Charlene O’Connor tomaba Four Roses, como la Joplin, straight up, nada de on the rocks.
—¿Quieres?
—Prefiero la cerveza.
—La cerveza engorda y no te aplaca el taladro, pero qué vas a saber tú de esas cosas.
Algo sabía, pero poco. Yo era joven y ella ya no. Estuve cuatro días con Charlene O’Connor. Fue en el verano del año que cayó el Muro. Le dije muy poco en ese viaje. Ella tampoco dijo mucho.
—Me gusta lo mal que hablas inglés —me miró con su vaso en la mano—. Trata de no perder el acento. Eso le va a gustar a las chicas.
Charlene vivía en Biloxi, en un hotel que alguna vez tuvo cuatro estrellas y donde ahora vivía gente que no tenía casa pero necesitaba techo. En el lobby, los ancianos negros con pelo blanco miraban un televisor que tenía malo el sonido. Biloxi estaba cerca del Golfo, pero el aire no tenía olor a sal sino a petróleo y a tintorería.
El cuarto de Charlene era pequeño. Yo me instalé en el suelo, arriba de un colchón inflado con caballitos de mar y pulpos sonrientes. Charlene dormía con un babydoll verde-agua transparente.
—Te pareces a tu padre. Tu padre era guapo, pero no muy inteligente. Me hubiera gustado conocerlo más.
Mi padre estudió en Huntsville, Alabama, donde cayó becado como futbolista. Esto fue durante la administración Ford. Mi padre era de una familia religiosa y estudiaba comercio. Charlene O’Connor ya estaba de vuelta en su pueblo. Ya no hacía performances ni era una groupie del East Village de Nueva York. Ya no lucía un peinado tipo Siouxsie. Ahora trabajaba en un Seven Eleven. Charlene le daba sexo y cariño gratis al futbolista chileno. Charlene estaba en detox. Curándose. Sanándose. La heroína no se abandona así como así. Los que se salvan son los rockeros que dan entrevistas luego de firmar contratos grandes. Charlene lo único grande que tenía era la pena.
El estado de Alabama le quitó mi custodia cuando nací. Ya no consumía caballo. Se puso a inhalar crack cuando sintió las primeras contracciones. Cuando sintió que yo quería salir, pensó en su madre. Pensó que no quería ser madre. Pensó que yo podría salir como ella.

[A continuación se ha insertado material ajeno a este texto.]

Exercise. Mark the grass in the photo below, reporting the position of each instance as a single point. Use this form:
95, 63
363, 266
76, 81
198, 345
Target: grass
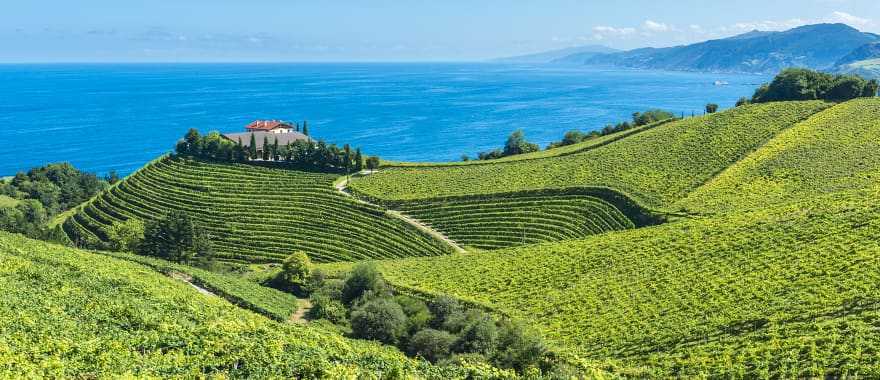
255, 214
656, 167
72, 314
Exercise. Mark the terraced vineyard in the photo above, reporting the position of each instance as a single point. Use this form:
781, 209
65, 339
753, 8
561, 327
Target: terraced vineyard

Nací en prisión, quizás por eso tengo tantos discos de Johnny Cash. En un principio me iban a entregar a una familia filipina inmigrante. Mi padre habló con el alcaide. Él insistió en que era mi padre. Nos parecemos. Mucho. El test de ADN confirmó lo que él ya sabía. Mi padre llamó a su madre por teléfono, cobro revertido, y le dijo que una reclusa había parido a un hijo suyo. Nueve días después, estábamos en Concepción, donde siempre llovía.
El día que cumplí 18 años viajé a conocerla. Yo quise estar más días con Charlene, pero ella me dijo que me regresara.
—No soy tu madre. Solo te tuve.
Luego me ofreció un blowjob. Lo pensé. Ella estaba con su babydoll y yo en calzoncillos.
—¿Te lo han chupado antes?
—Sí —le dije.
—¿Te dan ganas?
—Sí.
—Entonces es mejor que te vayas o que te bajes esos Fruit of the Looms de una vez.
Tomé un Greyhound de vuelta a Miami. Allí cambié el pasaje. Me cobraron una multa.
Charlene O’Connor murió unos años después. La encontraron en otro cuarto de hotel, pero en Memphis.
Uno puede encontrar mucha información en la red cuando te baja esa sensación de pena y añoranza que algunos llaman the blues, pero que se parece más al color de la neblina que se empantana sobre el puerto de Talcahuano en noches como esta.